The European Central Bank said the Spanish government hasn’t consulted it on any plans to recapitalize a major bank. The ECB’s comment chimes with Spanish Economy Minister Luis de Guindos’s remarks to lawmakers today that his government hasn’t presented proposals to recapitalize BFA-Bankia, the nation’s third-biggest lender. The Financial Times reported earlier that the ECB had rejected its potential involvement in such a plan.
Spain yesterday backtracked on a plan to use government debt instead of cash to bail out Bankia, while Prime Minister Mariano Rajoy struggles to shore up the nation’s lenders without overburdening public finances.
The market is “focusing a little bit more on Spain than the Greek elections at the moment and, of course, the Spanish bank problems,” David Forrester, senior vice president for Group-of-10 foreign-exchange strategy in Singapore at Macquarie Bank Ltd., said in an interview with Bloomberg Television. The euro may extend losses toward $1.20, he said.
The euro has declined 2.1 percent this year against nine developed-market counterparts tracked by Bloomberg Correlation- Weighted Indexes. The dollar climbed 2.5 percent, the second- best performer after the pound, which has gained 2.8 percent, while the yen lost 0.6 percent.
The yen surged at least 0.5 percent against all 16 of its major peers tracked by Bloomberg after Italian borrowing costs climbed and European confidence plummeted, boosting investor demand for the safest assets.

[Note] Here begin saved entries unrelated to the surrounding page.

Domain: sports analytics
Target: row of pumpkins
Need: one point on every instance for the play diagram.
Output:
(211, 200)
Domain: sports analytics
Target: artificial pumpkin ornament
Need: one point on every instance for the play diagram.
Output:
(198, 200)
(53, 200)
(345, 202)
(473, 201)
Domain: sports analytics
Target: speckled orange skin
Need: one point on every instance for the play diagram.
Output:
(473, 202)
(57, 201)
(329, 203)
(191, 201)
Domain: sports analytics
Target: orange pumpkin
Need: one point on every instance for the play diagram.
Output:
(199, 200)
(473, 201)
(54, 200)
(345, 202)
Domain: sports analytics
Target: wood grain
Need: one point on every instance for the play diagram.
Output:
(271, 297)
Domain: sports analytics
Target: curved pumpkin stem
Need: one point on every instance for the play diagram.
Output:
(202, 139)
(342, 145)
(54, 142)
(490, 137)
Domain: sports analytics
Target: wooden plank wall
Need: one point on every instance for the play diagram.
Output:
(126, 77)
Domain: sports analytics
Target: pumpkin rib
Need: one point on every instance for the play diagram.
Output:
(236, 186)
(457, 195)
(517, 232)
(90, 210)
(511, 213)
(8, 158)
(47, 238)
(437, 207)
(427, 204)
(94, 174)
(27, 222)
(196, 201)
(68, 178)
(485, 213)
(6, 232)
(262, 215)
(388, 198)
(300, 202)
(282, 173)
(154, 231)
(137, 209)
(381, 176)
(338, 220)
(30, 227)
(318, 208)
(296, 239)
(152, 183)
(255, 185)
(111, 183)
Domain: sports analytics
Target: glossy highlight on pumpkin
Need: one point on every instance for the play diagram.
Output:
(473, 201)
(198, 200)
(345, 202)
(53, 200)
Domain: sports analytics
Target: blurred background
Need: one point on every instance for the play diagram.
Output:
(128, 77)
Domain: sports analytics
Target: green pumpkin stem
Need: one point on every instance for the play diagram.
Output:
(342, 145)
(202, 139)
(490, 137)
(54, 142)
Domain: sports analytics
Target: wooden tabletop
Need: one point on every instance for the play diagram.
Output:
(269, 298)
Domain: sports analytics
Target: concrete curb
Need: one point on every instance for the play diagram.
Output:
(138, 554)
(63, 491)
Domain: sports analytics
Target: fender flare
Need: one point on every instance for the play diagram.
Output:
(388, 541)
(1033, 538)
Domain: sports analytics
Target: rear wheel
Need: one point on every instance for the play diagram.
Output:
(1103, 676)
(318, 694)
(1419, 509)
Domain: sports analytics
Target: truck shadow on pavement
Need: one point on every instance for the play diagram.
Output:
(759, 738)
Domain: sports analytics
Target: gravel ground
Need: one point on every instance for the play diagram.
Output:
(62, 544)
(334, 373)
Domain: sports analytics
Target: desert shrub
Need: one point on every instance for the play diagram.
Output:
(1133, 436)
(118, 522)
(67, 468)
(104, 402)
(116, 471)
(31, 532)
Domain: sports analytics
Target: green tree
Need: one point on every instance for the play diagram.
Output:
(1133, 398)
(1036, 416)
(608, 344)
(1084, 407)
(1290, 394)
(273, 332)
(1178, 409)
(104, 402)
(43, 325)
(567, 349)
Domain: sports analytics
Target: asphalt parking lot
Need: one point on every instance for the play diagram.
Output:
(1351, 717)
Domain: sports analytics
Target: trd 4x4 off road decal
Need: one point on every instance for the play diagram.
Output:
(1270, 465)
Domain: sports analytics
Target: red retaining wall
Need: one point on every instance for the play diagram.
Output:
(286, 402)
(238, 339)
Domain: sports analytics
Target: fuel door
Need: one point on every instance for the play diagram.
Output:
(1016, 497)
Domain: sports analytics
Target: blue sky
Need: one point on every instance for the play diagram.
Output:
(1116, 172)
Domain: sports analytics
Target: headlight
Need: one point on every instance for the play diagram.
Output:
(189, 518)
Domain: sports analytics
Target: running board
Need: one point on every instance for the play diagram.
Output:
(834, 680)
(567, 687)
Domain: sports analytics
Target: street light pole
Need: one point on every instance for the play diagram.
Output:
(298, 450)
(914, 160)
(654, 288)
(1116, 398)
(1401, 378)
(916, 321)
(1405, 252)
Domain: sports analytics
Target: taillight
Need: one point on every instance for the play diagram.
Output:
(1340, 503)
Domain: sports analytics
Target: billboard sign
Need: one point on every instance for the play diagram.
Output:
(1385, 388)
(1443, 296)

Italy sold 5.73 billion euros of bonds as yields rose from the previous sale in April. The Treasury auctioned 10-year debt at a rate of 6.03 percent, the highest since Jan. 30. Investors bid for 1.4 times the amount offered, down from 1.48 last month. Italy also sold five-year notes to yield 5.66 percent, compared with 4.86 percent last month.
An index of executive and consumer sentiment among the euro member nations fell to 90.6 from a revised 92.9 in April, the European Commission said today. That’s the lowest since October 2009 and below the 91.9 forecast by economists, according to the median of 28 estimates in a Bloomberg News survey.
The 14-day relative strength index for the euro against the yen was at 20, below the 30 level that some traders see as a sign that an asset price may be about to reverse course.
‘Trigger a Rebound’
“Technical indicators are signaling the euro has been oversold,” said Kengo Suzuki, a foreign-exchange strategist in Tokyo at Mizuho Securities Co., a unit of Japan’s third-largest bank by market value. “Any positive catalyst is likely to trigger a rebound.”
The euro will strengthen to 105 yen by year-end, according to the average forecast in a Bloomberg survey of financial companies with the most recent projections given the heaviest weightings.
The Asia Dollar Index has lost 2.7 percent this month, the biggest loss since September, as exchange data showed global funds pulled $7.7 billion from South Korean, Taiwanese and Indonesian stocks. The gauge dropped to as low as 113.94, the weakest since Sept. 24, 2010.
“Sentiment toward emerging-market assets remains fragile on concern over the Spanish banking sector,” said Dariusz Kowalczyk, a strategist at Credit Agricole CIB in Hong Kong. “We expect a risk-off environment, with currencies on the defensive and lower rates.”
The Australian dollar fell for a second day, dropping 1.1 percent to 97.37 U.S. cents, after a government report showed retail sales unexpectedly slid in April for the first time in 10 months.
Sales declined 0.2 percent from March, when they rose a revised 1.1 percent, the Bureau of Statistics said in Sydney. The median forecast of economists in a Bloomberg News survey was for a 0.2 percent increase.